Problem Area(s): Landscape/stand models
Status: ongoing

Products:

Pye, J.M.; R.M. Sheffield; and K.J. Lee. in prep. The influence of social and other factors on declining stand size in the Southeastern U.S. Pye, John M.; Sheffield, Raymond M. 1997. Topographic characteristics of forests on the margin. In: The pace and pattern of landscape change; 12th annual symposium: United States Regional, International Association for Landscape Ecology; 1997 March 16-19; Durham, NC. [Place of publication unknown: [Publisher unknown]: p. 100. Abstract.

Pye, John; Lee, Karen; Sheffield, Ray. 1993. Effects of population on within-forest patch size in landscapes of the Southeastern US. In: Pattern and process in landscape ecology: 8th Annual U.S. Landscape Ecology Symposium; 1993 March 24-27; Oak Ridge, TN. Oak Ridge, TN: Oak Ridge National Laboratory. Program and Abstracts: 85-86. Abstract.
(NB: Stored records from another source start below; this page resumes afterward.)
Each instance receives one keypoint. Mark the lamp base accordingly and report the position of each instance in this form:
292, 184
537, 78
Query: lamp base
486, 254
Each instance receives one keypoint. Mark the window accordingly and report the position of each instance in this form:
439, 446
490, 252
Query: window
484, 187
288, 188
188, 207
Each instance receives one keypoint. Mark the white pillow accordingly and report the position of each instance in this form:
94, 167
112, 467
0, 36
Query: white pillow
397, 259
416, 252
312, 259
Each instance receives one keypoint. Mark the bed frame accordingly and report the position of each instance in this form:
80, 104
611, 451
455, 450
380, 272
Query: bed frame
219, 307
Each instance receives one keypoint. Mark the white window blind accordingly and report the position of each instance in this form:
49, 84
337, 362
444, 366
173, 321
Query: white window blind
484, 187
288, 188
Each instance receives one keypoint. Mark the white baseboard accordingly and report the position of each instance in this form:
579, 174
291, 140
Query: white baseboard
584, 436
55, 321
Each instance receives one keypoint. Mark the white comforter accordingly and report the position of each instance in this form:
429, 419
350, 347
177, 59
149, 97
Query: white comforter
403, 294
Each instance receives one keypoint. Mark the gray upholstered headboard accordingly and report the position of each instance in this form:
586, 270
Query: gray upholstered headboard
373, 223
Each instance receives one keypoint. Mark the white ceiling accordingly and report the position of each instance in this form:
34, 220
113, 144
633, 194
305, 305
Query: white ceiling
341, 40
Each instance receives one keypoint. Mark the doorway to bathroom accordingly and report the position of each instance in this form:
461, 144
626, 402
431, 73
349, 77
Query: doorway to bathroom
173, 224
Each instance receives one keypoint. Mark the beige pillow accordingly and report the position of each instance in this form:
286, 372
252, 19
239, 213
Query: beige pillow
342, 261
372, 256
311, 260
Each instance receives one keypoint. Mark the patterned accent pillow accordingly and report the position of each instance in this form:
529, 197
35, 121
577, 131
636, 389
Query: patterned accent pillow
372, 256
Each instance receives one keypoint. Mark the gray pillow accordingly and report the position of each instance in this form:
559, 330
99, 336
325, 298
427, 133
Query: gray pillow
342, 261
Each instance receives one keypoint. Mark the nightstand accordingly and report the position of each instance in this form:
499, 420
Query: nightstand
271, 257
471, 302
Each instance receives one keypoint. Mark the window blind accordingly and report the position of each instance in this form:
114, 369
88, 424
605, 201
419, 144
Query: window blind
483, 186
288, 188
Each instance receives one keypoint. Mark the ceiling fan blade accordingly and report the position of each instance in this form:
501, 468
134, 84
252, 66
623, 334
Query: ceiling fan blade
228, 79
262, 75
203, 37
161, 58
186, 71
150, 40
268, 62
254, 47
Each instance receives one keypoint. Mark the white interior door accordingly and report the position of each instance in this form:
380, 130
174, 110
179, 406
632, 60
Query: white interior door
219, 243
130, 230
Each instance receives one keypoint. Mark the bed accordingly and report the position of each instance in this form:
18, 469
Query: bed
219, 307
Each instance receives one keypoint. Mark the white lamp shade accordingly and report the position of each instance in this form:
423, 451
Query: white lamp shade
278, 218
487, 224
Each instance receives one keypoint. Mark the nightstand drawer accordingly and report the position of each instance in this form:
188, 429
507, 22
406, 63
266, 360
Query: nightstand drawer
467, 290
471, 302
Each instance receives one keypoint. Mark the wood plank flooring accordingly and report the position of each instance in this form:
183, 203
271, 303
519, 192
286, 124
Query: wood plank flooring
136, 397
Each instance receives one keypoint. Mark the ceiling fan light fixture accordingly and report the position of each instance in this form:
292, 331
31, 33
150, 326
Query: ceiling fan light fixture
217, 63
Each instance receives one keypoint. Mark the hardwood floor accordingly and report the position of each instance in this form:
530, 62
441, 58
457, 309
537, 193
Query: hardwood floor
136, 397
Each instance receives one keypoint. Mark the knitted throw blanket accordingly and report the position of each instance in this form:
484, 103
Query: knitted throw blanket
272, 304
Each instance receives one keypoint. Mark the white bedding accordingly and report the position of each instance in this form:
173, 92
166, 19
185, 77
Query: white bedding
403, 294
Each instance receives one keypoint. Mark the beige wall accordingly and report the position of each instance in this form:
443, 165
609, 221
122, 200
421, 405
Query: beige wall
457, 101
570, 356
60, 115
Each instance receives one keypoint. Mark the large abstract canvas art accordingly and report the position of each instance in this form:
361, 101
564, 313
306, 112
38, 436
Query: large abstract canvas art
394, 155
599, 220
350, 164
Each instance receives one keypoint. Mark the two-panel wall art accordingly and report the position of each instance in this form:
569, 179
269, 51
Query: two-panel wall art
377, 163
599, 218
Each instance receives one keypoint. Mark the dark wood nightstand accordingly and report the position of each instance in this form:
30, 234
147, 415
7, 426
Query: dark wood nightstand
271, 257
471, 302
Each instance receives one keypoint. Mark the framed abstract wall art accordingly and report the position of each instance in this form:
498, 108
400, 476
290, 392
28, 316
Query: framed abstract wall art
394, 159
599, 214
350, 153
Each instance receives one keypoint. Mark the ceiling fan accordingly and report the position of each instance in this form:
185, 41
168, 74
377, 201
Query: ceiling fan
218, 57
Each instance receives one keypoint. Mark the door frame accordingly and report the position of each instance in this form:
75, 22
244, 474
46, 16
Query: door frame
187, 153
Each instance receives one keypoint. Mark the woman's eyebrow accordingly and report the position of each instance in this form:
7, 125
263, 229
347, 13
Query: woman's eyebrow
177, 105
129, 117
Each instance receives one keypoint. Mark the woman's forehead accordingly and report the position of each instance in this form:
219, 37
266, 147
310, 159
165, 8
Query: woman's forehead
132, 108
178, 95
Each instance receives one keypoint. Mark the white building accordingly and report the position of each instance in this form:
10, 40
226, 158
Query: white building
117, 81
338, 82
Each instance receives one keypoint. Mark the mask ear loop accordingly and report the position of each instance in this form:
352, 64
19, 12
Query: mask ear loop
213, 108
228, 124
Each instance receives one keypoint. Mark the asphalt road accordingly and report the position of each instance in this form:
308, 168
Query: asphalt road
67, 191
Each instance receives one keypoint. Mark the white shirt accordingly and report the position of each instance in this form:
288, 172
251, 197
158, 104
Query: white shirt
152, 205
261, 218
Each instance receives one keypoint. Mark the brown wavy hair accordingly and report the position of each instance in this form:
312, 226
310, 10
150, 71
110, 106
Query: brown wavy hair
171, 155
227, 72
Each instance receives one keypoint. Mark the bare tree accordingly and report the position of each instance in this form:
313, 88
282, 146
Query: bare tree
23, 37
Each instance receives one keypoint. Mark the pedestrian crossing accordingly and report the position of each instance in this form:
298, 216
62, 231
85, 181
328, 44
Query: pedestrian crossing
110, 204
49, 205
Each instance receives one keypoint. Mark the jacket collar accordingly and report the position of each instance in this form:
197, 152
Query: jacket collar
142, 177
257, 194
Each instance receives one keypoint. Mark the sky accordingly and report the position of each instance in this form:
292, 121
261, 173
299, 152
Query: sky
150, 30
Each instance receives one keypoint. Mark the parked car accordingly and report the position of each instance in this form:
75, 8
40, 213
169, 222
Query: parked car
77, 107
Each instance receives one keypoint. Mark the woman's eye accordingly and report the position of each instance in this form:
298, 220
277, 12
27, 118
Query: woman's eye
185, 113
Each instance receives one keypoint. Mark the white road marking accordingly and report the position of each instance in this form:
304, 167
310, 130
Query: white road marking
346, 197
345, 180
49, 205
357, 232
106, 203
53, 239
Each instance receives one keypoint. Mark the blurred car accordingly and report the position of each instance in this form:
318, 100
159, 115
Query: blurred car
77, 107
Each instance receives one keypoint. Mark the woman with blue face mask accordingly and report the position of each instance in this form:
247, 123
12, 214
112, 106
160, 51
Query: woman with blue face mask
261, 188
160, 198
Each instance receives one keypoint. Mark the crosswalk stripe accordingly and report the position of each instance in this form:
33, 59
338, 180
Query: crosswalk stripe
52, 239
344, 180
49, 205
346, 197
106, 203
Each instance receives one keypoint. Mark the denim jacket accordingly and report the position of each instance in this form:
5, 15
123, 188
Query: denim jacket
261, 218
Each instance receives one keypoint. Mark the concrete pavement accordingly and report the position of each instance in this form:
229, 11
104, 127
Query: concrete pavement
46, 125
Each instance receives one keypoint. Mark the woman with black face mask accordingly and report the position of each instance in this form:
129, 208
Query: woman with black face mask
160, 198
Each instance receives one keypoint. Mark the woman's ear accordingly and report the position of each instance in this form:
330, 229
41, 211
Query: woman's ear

Pye, J.M. And R.M. Sheffield 1992. Recent patterns of forest fragmentation in the Southeast based on stand-level measures (poster). Ecol.Soc.of Amer.Bull. 73(2).

Pye, J.M. And K.J. Lee 1992. Influence of urbanization on forest landscape characteristics in the U.S. South (abstract). Proc. Fourth North American Symposium on Society and Resource Management, May 17-20. University of Wisconsin, Madison, WI.